Deep down I know just how important it is to schedule the time to do SQL Server health check-up, and I know you are not the only one making up excuses. It’s something DBA needs to think about and prioritize. From experience it’s better to know SQL Server results and be able to take real, actionable steps towards better SQL Server environment rather than not knowing at all.
Looking after SQL Server health is the most important thing you can do not only for yourself, but for your company business continuity as well. Having regular SQL Server heath check-ups are a great way of knowing how SQL Server health is tracking, as it provides you with an opportunity to discuss SQL Server results with an expert consultant, and talk about areas that you may need working on.
Regular checks of SQL Server memory pressure, resource usages, cache plans, index design and database growth can alert you to any potential problems that can be easily identified and can be rectifiable. This allows you to take SQL Server health in your own hands and make changes to any areas where SQL Server may be at risk, through things just as simple as the index fragmentation. Creating this awareness is not only empowering it is making SQL Server health your number one priority!
So here is a quick recap of the SQL Server health risks that are not only damaging to your SQL Server environment , but also to your company.
To maintain smooth and well running SQL Server environment, There is a need of health check process to find out current and potential issues and design rectify plan. The health check process can be done on the surface or deep dive.

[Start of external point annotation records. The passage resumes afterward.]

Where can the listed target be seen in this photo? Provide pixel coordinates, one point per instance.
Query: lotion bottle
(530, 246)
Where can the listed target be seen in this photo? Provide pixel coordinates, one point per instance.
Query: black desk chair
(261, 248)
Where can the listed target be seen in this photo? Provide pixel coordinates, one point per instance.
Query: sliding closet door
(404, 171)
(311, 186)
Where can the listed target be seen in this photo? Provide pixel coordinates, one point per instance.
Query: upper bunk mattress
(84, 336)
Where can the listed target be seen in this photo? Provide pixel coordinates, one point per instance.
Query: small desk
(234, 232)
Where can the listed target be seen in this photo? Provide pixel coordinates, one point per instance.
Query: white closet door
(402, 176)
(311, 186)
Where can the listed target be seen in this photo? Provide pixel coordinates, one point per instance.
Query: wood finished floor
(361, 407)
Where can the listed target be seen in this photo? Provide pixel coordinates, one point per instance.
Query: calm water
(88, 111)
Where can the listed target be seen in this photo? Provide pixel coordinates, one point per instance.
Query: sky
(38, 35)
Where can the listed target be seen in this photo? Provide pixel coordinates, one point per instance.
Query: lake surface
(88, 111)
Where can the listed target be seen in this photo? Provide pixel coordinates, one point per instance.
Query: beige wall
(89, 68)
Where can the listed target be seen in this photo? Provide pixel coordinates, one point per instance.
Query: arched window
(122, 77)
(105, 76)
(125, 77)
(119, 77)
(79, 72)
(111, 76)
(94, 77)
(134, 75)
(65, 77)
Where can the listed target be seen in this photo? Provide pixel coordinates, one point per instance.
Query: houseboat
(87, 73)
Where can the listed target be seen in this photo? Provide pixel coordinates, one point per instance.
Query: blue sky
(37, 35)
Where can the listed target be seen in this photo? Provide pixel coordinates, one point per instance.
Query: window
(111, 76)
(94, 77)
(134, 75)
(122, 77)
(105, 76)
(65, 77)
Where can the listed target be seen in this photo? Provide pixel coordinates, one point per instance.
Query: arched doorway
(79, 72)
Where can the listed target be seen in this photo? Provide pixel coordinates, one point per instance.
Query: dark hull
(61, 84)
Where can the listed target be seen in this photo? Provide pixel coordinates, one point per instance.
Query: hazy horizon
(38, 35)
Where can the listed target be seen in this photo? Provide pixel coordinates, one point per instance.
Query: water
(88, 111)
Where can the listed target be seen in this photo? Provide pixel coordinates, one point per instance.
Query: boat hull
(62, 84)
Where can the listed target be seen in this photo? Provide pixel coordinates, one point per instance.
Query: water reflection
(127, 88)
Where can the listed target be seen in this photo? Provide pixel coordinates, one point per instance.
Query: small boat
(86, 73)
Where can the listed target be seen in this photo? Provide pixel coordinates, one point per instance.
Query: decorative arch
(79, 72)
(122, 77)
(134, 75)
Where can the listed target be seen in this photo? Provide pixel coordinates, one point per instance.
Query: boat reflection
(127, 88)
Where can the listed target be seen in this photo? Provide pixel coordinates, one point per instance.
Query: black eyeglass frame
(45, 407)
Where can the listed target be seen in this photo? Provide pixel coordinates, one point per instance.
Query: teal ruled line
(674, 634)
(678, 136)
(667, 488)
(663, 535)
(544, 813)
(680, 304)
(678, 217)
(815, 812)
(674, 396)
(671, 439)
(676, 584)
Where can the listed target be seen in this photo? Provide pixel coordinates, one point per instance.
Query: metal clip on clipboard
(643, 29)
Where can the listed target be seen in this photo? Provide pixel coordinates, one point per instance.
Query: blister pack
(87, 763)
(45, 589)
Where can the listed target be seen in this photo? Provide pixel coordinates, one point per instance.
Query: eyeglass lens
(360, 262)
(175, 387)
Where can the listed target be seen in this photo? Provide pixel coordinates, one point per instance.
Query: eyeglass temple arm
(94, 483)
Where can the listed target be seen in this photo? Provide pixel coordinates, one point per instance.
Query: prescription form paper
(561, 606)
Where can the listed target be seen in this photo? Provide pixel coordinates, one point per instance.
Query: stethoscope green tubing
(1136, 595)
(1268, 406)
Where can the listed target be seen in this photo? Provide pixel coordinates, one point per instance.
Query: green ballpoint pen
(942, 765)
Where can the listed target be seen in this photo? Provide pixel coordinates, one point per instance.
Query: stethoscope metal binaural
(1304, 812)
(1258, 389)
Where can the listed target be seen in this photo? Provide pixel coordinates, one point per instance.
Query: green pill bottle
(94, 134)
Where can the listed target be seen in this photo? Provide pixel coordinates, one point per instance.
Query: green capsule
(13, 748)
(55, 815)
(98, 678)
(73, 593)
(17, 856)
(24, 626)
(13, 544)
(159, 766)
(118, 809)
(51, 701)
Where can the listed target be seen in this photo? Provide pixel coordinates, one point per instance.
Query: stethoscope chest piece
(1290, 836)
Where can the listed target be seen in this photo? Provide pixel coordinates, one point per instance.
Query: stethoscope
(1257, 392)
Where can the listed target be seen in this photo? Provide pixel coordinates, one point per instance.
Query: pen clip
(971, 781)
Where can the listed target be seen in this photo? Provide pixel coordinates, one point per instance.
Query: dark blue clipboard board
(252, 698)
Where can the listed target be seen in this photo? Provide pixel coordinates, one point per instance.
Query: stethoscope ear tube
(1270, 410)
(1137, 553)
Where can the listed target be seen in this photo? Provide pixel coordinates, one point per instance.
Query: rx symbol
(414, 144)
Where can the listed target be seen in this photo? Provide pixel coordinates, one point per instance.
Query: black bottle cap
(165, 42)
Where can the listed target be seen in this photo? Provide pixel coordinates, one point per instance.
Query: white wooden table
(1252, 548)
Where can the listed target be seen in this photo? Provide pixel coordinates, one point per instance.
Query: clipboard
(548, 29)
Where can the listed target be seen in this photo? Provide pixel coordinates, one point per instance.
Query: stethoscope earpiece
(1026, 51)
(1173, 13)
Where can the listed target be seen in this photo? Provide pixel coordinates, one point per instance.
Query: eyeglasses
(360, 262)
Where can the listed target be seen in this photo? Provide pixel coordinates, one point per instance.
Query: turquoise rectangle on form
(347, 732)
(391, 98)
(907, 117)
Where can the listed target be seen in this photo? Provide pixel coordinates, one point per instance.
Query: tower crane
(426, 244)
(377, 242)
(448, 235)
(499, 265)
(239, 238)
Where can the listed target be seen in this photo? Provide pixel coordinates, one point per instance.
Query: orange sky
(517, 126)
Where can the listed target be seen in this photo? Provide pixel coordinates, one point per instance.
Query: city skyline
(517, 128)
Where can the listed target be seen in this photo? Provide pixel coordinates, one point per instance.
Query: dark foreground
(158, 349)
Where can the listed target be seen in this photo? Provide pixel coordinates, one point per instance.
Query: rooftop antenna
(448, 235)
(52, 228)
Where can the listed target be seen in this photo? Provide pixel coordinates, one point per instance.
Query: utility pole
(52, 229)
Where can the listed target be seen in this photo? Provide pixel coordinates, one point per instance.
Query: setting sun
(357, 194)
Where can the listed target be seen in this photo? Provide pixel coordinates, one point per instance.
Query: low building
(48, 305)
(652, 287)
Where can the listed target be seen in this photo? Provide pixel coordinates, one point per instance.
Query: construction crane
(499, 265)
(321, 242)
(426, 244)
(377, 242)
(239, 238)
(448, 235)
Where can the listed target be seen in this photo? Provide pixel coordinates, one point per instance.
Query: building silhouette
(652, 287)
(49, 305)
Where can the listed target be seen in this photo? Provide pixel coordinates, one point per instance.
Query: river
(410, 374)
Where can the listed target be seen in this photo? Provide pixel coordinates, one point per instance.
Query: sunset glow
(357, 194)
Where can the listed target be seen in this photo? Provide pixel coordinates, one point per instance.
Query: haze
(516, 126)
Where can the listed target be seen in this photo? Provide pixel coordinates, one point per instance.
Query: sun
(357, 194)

Surface (Quick) Health Check: This health check process is very quick and it only covers Operating System errors and SQL Server errors. It is good to make it within the short period of time.
The Event viewer tool is the first place you should look for Operating System level issues. Don’t waste too much time on the Application log, as the SQL Server messages you will find there, are duplicates of the messages you will also see at the SQL Server ERRORLOG. The System log is where you should put the focus on. I usually filter the log so that it shows only the Errors and Warnings – Information messages are useful for troubleshooting specialized issues and not for generic health checks. Error and Warning event sources that usually draw my attention are:
- NTFS (possible NTFS corruption messages)
- Disk (possible Storage issues)
- EventLog (Unexpected shutdowns)
- Microsoft-Windows-WER-SystemErrorReporting (Unexpected shutdowns)
- Microsoft-Windows-Kernel-Power (Unexpected shutdowns)
These SQL Server error log files are usually found here:
C:Program FilesMicrosoft SQL Server
They can be accessed from inside SQL Server Management Studio if you prefer so.
Messages that usually draw my attention are:
- All kinds of Errors (except login errors, which are usually spammed in the ERRORLOG)
- Any enabled trace flags (you will see them appear in this format: -TXXXX, where XXXX is a number)
- Any database corruption messages
Also these messages:
- A significant part of SQL Server memory has been paged out (incorrect memory configuration)
- SQL Server has encountered x occurrence(s) of I/O requests taking longer than 15 seconds to complete on file (storage performance issues)
- SQL Server is starting at high priority base (priority needs to be changed back to normal)
- Deadlock encountered …. Printing deadlock information (deadlock)
- deadlock-list (deadlock)
Deep Dive Health Check:
This health check process is very comprehensive and it covers Operating System, SQL Server errors and SQL Server internals such as tasks, caches, objects, index design, fragmentations, resource usages and etc. This is the long running process and is recommended to be done before any major rectification.
Health Check process suppose to be ran monthly and for heavy workload production weekly to highlight SQL Server’s unusual behavior and predict the potential issues.